“There is competition everywhere.”
I have to admit that the preceding quote from Metropolitan Opera general manager Peter Gelb is true, but I like to think that the ever-struggling arts might take a more collegial view than the one espoused by Gelb in an interview with The Guardian. In that story, Gelb defends The Met’s practice of requiring that venues which show “The Met: Live in HD” series of movie theatre simulcasts may not show the work of other opera companies (the English National Opera is cited specifically). My previous admiration for Gelb’s innovative work in the field of cinema screenings of performing arts is now severely mitigated by my dismay over the exclusionary tactics of the United States’ largest performing arts organization.
I’m not upset as an opera buff – far from it. I might see one opera a year and that tends to be plenty for me. Instead, I’m struck by the fact that while movie studios themselves were forced, decades ago, to divest themselves of theatre ownership precisely to prevent such exclusionary booking practices, an enormous not-for-profit has effectively reinstated it when it comes to using such venues for one cultural discipline. Speaking like a corporate shark or a mob boss who doth protest too much, Gelb says, “We don’t force movie theatres to take our movies; we don’t hold a gun to their heads. They could take the Royal Opera instead if they wanted to.”
Gelb cites the limited repertoire of opera in general, and competition for singers and directors as a cause for his exclusionary tactics (I’ll leave it to you to read the rest of the argument); it’s worth noting that he fails to cite any concurrent or similarly expansive efforts to expand operatic literature or showcase young talent, which surely would alleviate some of his worries. But I cry only crocodile tears for his dilemma, much as I do for the poor beleaguered owners of sports teams who apparently cannot make a buck on their franchises valued in the hundreds of millions, even when they receive corporate welfare to build ever flashier and more exclusive stadiums. The fact is, this past weekend in Manhattan, in addition to the actual Metropolitan Opera performing Faust on stage, you could see that production in at least four major movie theatres on Saturday, while on Sunday, at a single venue of which I’d never heard, you could glimpse Don Giovanni live from La Scala in Milan. I have no idea what the national or international theatre ratio or audience attendance might have been.
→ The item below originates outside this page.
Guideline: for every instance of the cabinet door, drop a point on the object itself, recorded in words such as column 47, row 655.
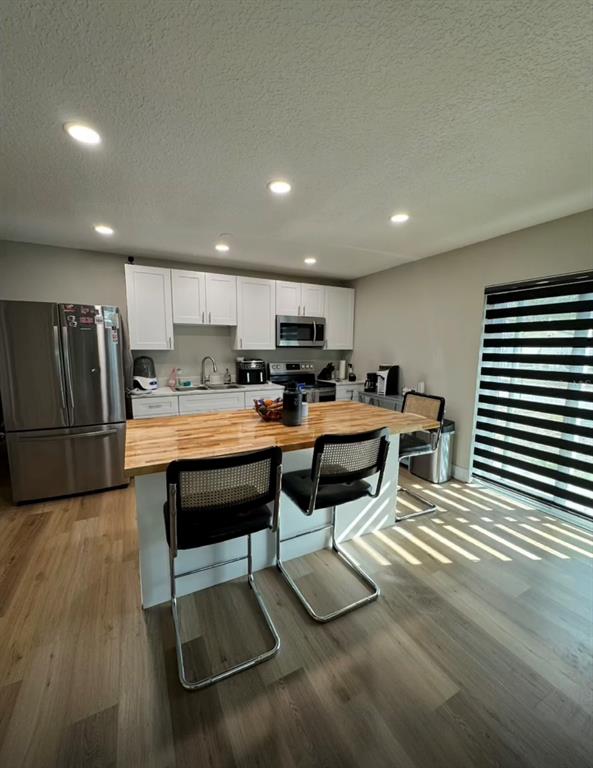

Because of my marginal enthusiasm for opera, I immediately began to wonder whether this kind of us-or-them mentality applied to theatre at the movies as well. Although I was aware of past cinema screenings of Roundabout’s The Importance of Being Earnest, the Broadway production of Memphis and a few shows from London’s The Globe, it seemed that the National Theatre’s NT Live series was hugely dominant. Were they similarly anti-competitive? Not at all, per Mary Parker, senior press officer at The National: “We have no limitations – venues that show our broadcasts can show anything else they want, we have no exclusivity as part of our contracts.”
I hesitate to plant my flag so firmly on this particular issue, because I believe that live performing arts are best experienced live in person, not projected on a screen; I likened these screenings to PBS broadcasting writ large when they began. But I have come to realize that I have been privileged to spend my life in Connecticut and New York, supplemented with frequent travel to London, so while these cinema screenings may not be essential for me, they are a lifeline for those less fortunate and with less access to cultural capitals than I have enjoyed for most of my life. When I spoke with Nicholas Hytner of the National almost a year ago, he voiced strong sentiments about accessibility and exposure through NT Live; indeed, it was that conversation which turned my own thinking on the topic.
But ultimately I’m concerned less about this single aspect of cultural programming, cinema screenings, than I am about collegiality and cooperation (or lack thereof) in the arts. While giving due respect to Gelb and The Met for pioneering this expansion of arts programming, they are now setting the worst possible example by trying to exclude their peers (and they have few anywhere in the world as it is) from sharing their achievements through advancements in technology by owning the category. This is not about competition, as Gelb would have it; this is about cultural monopolization. Should any arts organization that receives public funding be allowed to undertake initiatives that explicitly deny others?
At a time when all of the arts must find strength in numbers, in unity, in the sharing of ideas and resources, Gelb and The Met are espousing the corporate mentality of Gordon Gekko; it stands in stark relief against the slow-motion implosion of its one-time neighbor, the New York City Opera. It is as if the Met wants not only to be the Yankees of American Opera, they want to be the Harlem Globetrotters too, dazzling us with their skills, but assured of never losing a game. You need never ask not for whom or when the fat lady sings, Mr. Gelb, since given your druthers, she would apparently sing only for thee.